EP by 3 Doors Down
- Released: November 11, 2003
- Recorded: August 8, 2003
- Venues: Congress Theater (Chicago, Illinois)
- Genre: Alternative rock
- Length: 28:28
- Label: Universal B0001603-02
- Producer: Brian Sperber

3 Doors Down chronology
| Away from the Sun (2002) | Another 700 Miles (2003) | Seventeen Days (2005) |

= Another 700 Miles =

Another 700 Miles is a live extended play by American rock band 3 Doors Down. It was released by Universal Records on November 11, 2003. The EP was recorded live on August 8, 2003 at a performance at Congress Theater in Chicago, Illinois during the band's Away from the Sun tour. Another 700 Miles was the band's first release with Daniel Adair on drums after he joined in 2002.

The name of the EP is derived from lyrics in the 3 Doors Down song "I Feel You", which appears on Away from the Sun (2002), the band's second studio album.
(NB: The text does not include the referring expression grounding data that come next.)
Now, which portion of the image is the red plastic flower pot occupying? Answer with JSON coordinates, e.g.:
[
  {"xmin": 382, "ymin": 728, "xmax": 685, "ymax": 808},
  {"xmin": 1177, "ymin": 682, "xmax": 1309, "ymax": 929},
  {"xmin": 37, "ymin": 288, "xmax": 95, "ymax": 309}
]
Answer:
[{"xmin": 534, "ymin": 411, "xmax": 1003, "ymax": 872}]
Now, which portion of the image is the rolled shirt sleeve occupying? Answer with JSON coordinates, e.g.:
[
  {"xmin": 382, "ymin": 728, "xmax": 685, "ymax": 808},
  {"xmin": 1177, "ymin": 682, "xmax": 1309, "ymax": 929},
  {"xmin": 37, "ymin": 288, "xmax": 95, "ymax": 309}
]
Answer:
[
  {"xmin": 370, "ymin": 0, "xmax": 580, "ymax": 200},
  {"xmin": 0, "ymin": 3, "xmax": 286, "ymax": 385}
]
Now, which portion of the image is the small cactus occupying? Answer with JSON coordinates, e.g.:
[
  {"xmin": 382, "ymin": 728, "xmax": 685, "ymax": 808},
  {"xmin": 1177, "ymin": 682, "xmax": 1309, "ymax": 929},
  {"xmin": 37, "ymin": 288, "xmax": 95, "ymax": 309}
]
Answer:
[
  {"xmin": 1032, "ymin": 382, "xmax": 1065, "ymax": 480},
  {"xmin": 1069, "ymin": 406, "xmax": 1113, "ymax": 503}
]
Another 700 Miles was certified gold by the RIAA (Recording Industry Association of America), selling 500,000 copies on May 11, 2004.

Professional ratings
Review scores
| Source | Rating |
| AllMusic | Star |

==Reception==
AllMusic gave the EP three out of five stars, saying, "3 Doors Down proves to be a quite capable live act" and "not simply another Creed rip-off."

==Track listing==
All tracks written by Brad Arnold, Todd Harrell, Matt Roberts, and Chris Henderson except for "Kryptonite" by Arnold, Harrell, and Roberts and "That Smell" by Allen Collins and Ronnie Van Zant of Lynyrd Skynyrd.

| No. | Title | Length |
|---|---|---|
| 1. | "Duck and Run" | 4:35 |
| 2. | "When I'm Gone" (intro) | 1:18 |
| 3. | "When I'm Gone" | 4:21 |
| 4. | "Kryptonite" | 4:14 |
| 5. | "Here Without You" | 4:11 |
| 6. | "It's Not Me" | 3:47 |
| 7. | "That Smell" (Lynyrd Skynyrd cover) | 6:01 |
| Total length: |  | 28:28 |

==Personnel==
Credits adapted from album liner notes.

3 Doors Down
- Brad Arnold – lead vocals
- Matt Roberts – guitar
- Chris Henderson – guitar
- Todd Harrell – bass guitar
- Daniel Adair – drums

Production
- Effanel Music – mobile recording
- Sandy Brummels – creative director
- Brian Sperber – mixing, editing
- Kris Lewis – assistant editor, mixing assistant
- Sara Trygg, Kurt Uenala – additional editing
- Joe Spix – design
- Maayan Zach – cover photography
- Kip Malone – interior photography
- Phin Daly – VIP Pass photography
- Tom Mackay, Sinji Suzuki – A&R
- George Marino – mastering at Sterling Sound (New York City, New York)
- Recorded August 8, 2003 at Congress Theater (Chicago, Illinois)

==Charts==

===Weekly charts===

Weekly chart performance for Another 700 Miles
| Chart (2003) | Peak position |
|---|---|
| US Billboard 200 | 21 |

===Year-end charts===

Year-end chart performance for Another 700 Miles
| Chart (2004) | Position |
|---|---|
| US Billboard 200 | 178 |

==Certifications==

Certifications for Another 700 Miles
| Region | Certification | Certified units/sales |
| United States (RIAA) | Gold | 500,000^{^} |
^{^} Shipments figures based on certification alone.